Ray v. Anderson

Decision Date23 June 1965
Citation403 P.2d 372,240 Or. 619
PartiesWilma J. RAY, Respondent, v. Roiland ANDERSON and Lawrence A. Lee, Appellants.
CourtOregon Supreme Court

Thomas Cavanaugh, Portland, argued the cause for appellants. With him on the brief were Vergeer & Samuels, Portland.

James L. Hannam, Portland, argued the cause for respondent. With him on the beief were Jack R. Hannam and John P. Ronchetto, Portland.

Before McALLISTER, C. J., and PERRY, SLOAN, O'CONNELL, GOODWIN, DENECKE, and HOLMAN, JJ.

HOLMAN, Justice.

Defendants have appealed from a judgment in favor of plaintiff for damages for personal injuries arising out of an accident between vehicles driven by plaintiff and the defendant Lee. Plaintiff's car was parked at the west curb facing south on Southeast 82nd Street in the City of Portland. As plaintiff drove away from the curb her vehicle was hit by the defendants' which was being operated in a southerly direction.

Defendants contend plaintiff was negligent as a matter of law because she did not first see that her movement in starting and turning from the curb could be made with safety nor did she give a signal as warning of her intent.

ORS 483.126(1) provides in part as follows:

'The driver of any vehicle upon a highway before starting, stopping or turning from a direct line shall first see that such movement can be made in safety. * * *'

Plaintiff testified that before driving from the curb she looked to the rear and saw defendants' vehicle approaching at a distance of from 200 to 300 feet. There was evidence from which it could be found that defendants' vehicle was being operated at a speed of 45 to 50 miles per hour. The indicated speed for the area was 35 miles per hour.

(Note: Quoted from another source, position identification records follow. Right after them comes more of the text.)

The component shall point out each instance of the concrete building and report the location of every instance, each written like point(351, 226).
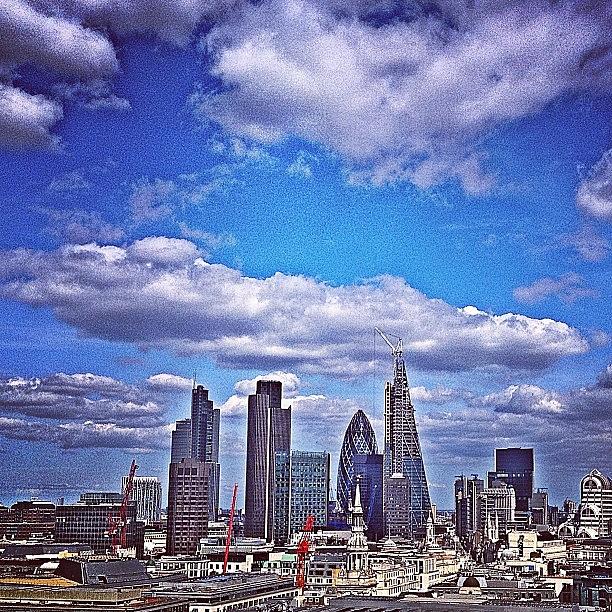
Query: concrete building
point(309, 489)
point(189, 493)
point(467, 490)
point(595, 509)
point(87, 521)
point(402, 454)
point(268, 433)
point(230, 592)
point(146, 494)
point(181, 441)
point(496, 508)
point(515, 467)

By requiring that a person, before starting, stopping, or turning from a direct line, must first see that the movement can be made with safety, the statute does not mean that the person takes this action at his peril. If, upon looking, it would appear to a reasonably prudent person that such action could be safely taken, he would not be guilty of negligence as the statute would not be violated. Whether this was the situation was, under the evidence, a question for the jury.

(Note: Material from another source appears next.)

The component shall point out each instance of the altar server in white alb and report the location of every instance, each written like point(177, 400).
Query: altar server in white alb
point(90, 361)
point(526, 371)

The statute further provides: '* * * [W]henever the operation of any other vehicle may be affected by such movement * * *' a signal is required. Plaintiff admits that she did not signal before driving from the surb onto the traveled portion of the street. The law does not require a motorist in every instance to give a signal of his intention; Schutt v. Hull, 193 Or. 18, 22, 236 P.2d 937 (1951). Whether, under the circumstances, defendants' vehicle was so close at the time plaintiff drove from the curb that it would appear to a reasonable person that the operation of defendants' vehicle would be affected by the movement of plaintiff's vehicle and a signal thus required was a question for the jury. Plaintiff, in the absence of notice to the contrary, or until by the exercise of due care she should have known to the contrary, had a right to presume that defendants' vehicle was being operated at a speed in conformance with the law: Walker v. Penner, 190 Or. 542, 556, 227 P.2d 316 (1951).

There being substantial evidence on which the jury could base their findings with regard to both questions, we do not disturb the jury's findings.

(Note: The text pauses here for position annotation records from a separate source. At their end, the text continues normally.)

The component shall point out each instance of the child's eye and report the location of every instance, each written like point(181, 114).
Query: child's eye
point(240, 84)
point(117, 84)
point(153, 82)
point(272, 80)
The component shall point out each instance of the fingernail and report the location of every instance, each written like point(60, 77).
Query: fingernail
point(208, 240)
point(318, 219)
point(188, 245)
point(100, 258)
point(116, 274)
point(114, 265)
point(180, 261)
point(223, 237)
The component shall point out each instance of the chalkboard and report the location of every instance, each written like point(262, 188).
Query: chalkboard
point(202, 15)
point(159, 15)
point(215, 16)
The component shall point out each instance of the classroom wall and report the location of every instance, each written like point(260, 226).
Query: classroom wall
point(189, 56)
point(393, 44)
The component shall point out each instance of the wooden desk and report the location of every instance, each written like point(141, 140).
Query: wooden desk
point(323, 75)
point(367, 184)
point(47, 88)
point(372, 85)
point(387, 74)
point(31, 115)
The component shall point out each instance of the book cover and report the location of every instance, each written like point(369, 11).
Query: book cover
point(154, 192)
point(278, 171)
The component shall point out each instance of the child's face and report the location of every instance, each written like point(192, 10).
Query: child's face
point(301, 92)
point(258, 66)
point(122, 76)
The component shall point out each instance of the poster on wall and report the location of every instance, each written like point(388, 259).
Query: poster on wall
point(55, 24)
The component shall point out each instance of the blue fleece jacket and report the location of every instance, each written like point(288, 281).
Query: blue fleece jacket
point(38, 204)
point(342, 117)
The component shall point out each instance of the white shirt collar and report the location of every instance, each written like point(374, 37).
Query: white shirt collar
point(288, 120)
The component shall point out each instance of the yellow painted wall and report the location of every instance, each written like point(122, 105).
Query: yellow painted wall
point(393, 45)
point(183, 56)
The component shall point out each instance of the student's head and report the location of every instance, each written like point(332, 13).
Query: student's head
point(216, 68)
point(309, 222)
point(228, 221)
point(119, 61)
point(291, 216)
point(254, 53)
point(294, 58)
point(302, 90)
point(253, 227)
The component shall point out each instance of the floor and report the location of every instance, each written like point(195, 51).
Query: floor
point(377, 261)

The court took from the jury's consideration defendants' claim that plaintiff was negligent because she failed to yield the right of way to defendants' vehicle. This is charged as error. Defendants claim they had a common law right of way.

This court is committed to the doctrine that a common law right of way exists in favor of an oncoming vehicle which is being met by one making a left turn between intersections across its lane of travel. Black v. Stith, 164 Or. 117, 100 P.2d 485 (1940); Blaylock v. Westlund, 197 Or. 536, 254 P.2d 203 (1953); Fisher v. Reilly, 207 Or. 7, 294 P.2d 615 (1956). We have been unable to find any other situation in which this court has ever held that a common law right of way existed. At no time has it held that right of way was an issue between vehicles traveling in the same direction. Where such an issue was attempted the court has refused to recognize it. In Brindle v. McCormick Lbr. & Mfg. Corp., 206 Or. 333, 293 P.2d 221 (1956), it was claimed that a deprivation of right of way occurred when a vehicle, which had overtaken and passed another, cut too sharply back into the right-hand lane of traffic forcing the overtaken vehicle off the road. The court held that a right-of-way instruction would there be...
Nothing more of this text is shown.